Louis Zocchi, inventor of the d100, has died

(icv2.com)

43 points | by sgbeal 3 hours ago

7 comments

  • tgrover 37 minutes ago
    The amount of games that use those kinds of dice make his contribution to tabletop gaming incommensurable. Sad to see him passing. But 91 yo is more than respectable
    • melling 1 minute ago
      91 is respectable for a reasonable man in the early 21st century. A few unreasonable people want a bit more.
  • G_o_D 15 minutes ago
    The study of imperfection in dice that makes them settle on certain favoured numbers by Louis, helps clear superstitious story of Mahabharata whereby the character named Shakuni, had dice made of his dead father's ashes who/which always respects/fall on numbers he desired,threby winning/cheating in game of Chaupad, that ultimately lead to biggest war in human history
  • guyzero 2 hours ago
    More than just the d100 he was a pioneer of being very exacting when it came to making polyhedral dice.
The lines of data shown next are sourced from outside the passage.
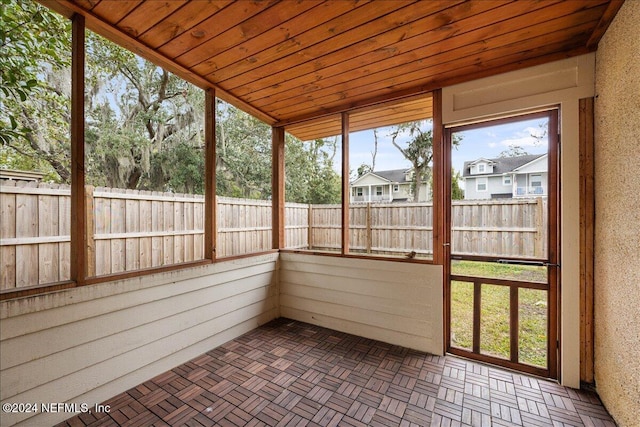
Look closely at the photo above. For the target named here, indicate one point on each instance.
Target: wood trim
(515, 284)
(210, 202)
(529, 369)
(440, 237)
(587, 236)
(27, 291)
(78, 267)
(8, 294)
(90, 231)
(553, 250)
(603, 24)
(553, 260)
(278, 188)
(357, 256)
(346, 195)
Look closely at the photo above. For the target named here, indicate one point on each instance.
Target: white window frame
(536, 183)
(480, 181)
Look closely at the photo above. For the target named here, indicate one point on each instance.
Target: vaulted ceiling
(289, 61)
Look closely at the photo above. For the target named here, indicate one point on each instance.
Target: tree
(243, 147)
(141, 123)
(310, 174)
(35, 45)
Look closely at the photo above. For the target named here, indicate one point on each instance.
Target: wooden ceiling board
(181, 21)
(355, 56)
(111, 11)
(148, 14)
(250, 55)
(417, 79)
(412, 60)
(88, 4)
(392, 76)
(377, 116)
(254, 33)
(313, 54)
(216, 24)
(287, 61)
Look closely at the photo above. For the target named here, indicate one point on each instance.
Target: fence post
(310, 227)
(369, 231)
(90, 230)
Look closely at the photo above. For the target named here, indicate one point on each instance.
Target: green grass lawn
(494, 323)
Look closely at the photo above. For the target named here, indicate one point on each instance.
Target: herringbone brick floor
(288, 373)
See http://www.1000d4.com/2013/02/14/how-true-are-your-d20s/
    • sgbeal 2 hours ago
      > More than just the d100 he was a pioneer of being very exacting when it came to making polyhedral dice.

      Absolutely, but i couldn't fit all of that into the subject line ;) and he's best known for the d100. Many of us remember the articles and ads from the 1980s describing the effort he put into that particular die.

  • sd9 16 minutes ago
    It had never occurred to me that somebody needed to invent polyhedral dice. There must be so many inventions in the world that I’m completely unaware that there was a point in time before which something didn’t exist and after that it did.
    • literalAardvark 4 minutes ago
      Everything you've ever seen that isn't sky, water, air, ground, life was invented by someone.

      Heck, many specimens of the last two are inventions, that are insignificant as a % of species but are in the worldwide top by biomass.

      It's quite difficult to leave the anthroposphere in much of the world.

  • 01HNNWZ0MV43FF 2 hours ago
    https://en.wikipedia.org/wiki/Zocchihedron

    I didn't see a picture of Zocchi's d100, Wikipedia has one

    • pcblues 1 hour ago
      Interesting they had to redistribute the numbers to take account of its natural bias.
      • philipallstar 45 minutes ago
        Sort of crazy they didn't test it for bias before they released it!
  • pcblues 1 hour ago
    I just throw 17d6 and subtract 2.

    Problem solved.

    (I am joking!)

  • benj111 1 hour ago
    I've never played any games that require this, but the Wikipedia page makes reference to percentage rolls, but wouldn't you need 101 sides to get 0% and 100% for that?
    • sgbeal 1 hour ago
      > but wouldn't you need 101 sides to get 0% and 100% for that?

      There is no 0% in d100/d-percentile rolls. Every "how to interpret these dice" paragraph in games which use them will tell you to interpret 0-0 on 2d10 as 100, not 0. Or, hypothetically (but i don't recall having ever seen this), they'll have a stated range of 0 to 99 (inclusive). Either way, the numeric range spans precisely 100 digits.